If the vibe of a cliche love song that the chorus might have introduced isn’t totally dead after the first verse, the pre-chorus definitely finishes it off: “You’re so conceited that I say that ‘I love you,’ what does it matter if I lie to you?” This relationship is obviously one that means a lot more to one party than the other. We’ve all seen those relationships where one person is confident in the security and longevity of the relationship, whereas the other person is obviously in it for the fun and the moment that the fun is over, so is the relationship. This idea continues in the next line that says, “I don’t regret it, but I’m glad that we’re through,” showing that he doesn’t regret the relationship (because it was fun for a while), but it wasn’t meant to last. The pre-chorus finishes with the girl being called out for saying the she “just [doesn’t] get it,” though the guy knows that she does. This could be tied back into the chorus about knowing the sound of someone’s heart, knowing who someone really is and therefore knowing when they are really lying.
The second verse takes a more narcissistic turn that seems to be playing upon the album as a whole. “It’s not about reciprocation, it’s just all about me” shows that Matt doesn’t care about what the girl thinks she deserves from him, because the relationship was about what she could do for him. The next line is Matt’s way of mocking himself, assumably calling himself a “sycophantic, prophetic, Socratic junkie wannabe.” Sycophantic is behavior or way of doing things in order to gain something from someone. By saying he’s a Socratic junkie wannabe, Matt is saying that people attempt to appear wise and have all the answers, but they’re just fakes who are no less addicted to themselves and their seemingly apparent awesomeness than a junkie is addicted to the drugs. This line plays back to the borderline mocking pop culture theme that the 1975’s single, "Love Me," had. The verse ends with “And we left things to protect my mental health, but you call me when you’re bored…” Apparently, this relationship took an unhealthy turn along the way, becoming toxic. While they broke off the relationship, she can’t seem to let go and uses him as little more than a booty call, creating an on again, off again relationship that seems never ending.

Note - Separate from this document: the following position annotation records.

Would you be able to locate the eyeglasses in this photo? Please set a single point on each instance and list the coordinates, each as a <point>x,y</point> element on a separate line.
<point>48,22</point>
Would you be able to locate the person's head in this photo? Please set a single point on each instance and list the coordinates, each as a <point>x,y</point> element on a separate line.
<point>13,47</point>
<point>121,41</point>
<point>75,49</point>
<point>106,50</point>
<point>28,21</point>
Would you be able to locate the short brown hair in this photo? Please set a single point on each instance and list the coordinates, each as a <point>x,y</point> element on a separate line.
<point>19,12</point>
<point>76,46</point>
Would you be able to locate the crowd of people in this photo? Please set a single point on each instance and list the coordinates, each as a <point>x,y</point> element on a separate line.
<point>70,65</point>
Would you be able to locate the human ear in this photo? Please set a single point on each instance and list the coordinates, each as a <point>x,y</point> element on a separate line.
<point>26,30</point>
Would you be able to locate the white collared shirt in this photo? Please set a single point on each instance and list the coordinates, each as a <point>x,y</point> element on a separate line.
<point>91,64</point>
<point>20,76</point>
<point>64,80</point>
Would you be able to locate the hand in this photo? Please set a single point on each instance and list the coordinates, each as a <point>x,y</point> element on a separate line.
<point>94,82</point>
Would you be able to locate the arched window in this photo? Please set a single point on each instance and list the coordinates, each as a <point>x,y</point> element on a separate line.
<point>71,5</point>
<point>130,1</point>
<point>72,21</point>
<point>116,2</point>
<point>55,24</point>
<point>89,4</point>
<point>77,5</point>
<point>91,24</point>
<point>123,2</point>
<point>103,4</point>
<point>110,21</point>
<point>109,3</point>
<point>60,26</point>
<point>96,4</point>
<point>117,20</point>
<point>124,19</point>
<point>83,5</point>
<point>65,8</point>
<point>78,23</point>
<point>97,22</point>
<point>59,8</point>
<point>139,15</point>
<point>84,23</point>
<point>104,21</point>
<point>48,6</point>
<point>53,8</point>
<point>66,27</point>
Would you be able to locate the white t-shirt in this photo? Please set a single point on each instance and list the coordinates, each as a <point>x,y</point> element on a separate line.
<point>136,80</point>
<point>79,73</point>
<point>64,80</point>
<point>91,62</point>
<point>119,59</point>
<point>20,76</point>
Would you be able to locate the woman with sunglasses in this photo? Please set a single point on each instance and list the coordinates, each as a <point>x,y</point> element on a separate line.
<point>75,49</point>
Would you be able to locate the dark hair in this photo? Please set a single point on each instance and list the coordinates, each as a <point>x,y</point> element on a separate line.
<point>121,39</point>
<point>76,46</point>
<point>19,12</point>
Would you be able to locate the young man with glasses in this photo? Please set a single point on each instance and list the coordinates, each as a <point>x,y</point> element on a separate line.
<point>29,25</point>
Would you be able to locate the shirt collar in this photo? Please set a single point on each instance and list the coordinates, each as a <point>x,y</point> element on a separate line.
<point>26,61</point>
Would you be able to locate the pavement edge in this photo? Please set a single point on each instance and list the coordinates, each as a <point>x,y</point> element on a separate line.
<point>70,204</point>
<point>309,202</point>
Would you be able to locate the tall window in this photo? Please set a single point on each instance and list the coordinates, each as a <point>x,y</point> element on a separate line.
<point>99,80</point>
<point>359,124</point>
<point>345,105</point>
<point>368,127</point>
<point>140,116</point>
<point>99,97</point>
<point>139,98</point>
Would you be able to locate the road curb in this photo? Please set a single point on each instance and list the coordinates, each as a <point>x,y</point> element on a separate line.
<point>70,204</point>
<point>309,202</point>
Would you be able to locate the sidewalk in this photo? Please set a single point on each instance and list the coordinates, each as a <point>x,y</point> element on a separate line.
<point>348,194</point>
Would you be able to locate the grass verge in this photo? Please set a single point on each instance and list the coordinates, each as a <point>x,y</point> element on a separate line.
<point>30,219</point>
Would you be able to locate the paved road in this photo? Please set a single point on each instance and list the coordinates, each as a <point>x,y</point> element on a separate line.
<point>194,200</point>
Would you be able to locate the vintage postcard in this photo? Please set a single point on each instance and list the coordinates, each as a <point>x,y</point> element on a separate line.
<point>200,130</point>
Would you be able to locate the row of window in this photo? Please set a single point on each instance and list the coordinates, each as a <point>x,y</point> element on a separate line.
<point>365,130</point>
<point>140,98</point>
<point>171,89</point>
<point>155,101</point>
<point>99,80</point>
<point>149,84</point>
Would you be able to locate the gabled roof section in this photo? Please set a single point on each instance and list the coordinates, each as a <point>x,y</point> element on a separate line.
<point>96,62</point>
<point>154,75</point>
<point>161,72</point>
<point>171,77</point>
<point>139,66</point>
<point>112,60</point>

With the third single off their highly anticipated album, The 1975 continue to impress fans old and new. The Sound appears as though a love song gone wrong, much like the relationship it describes. Yet it seems to very accurately describe how we go about relationships today. Everything is all about us and how we feel and most people don’t seem to mind manipulating people to get what they want. How often do we read stories about relationships, romantic or otherwise, that started off so well, and then went so wrong when one or both people started making it about themselves? Maybe we should stop focusing so much on what we want, but rather on the sound of each other’s hearts.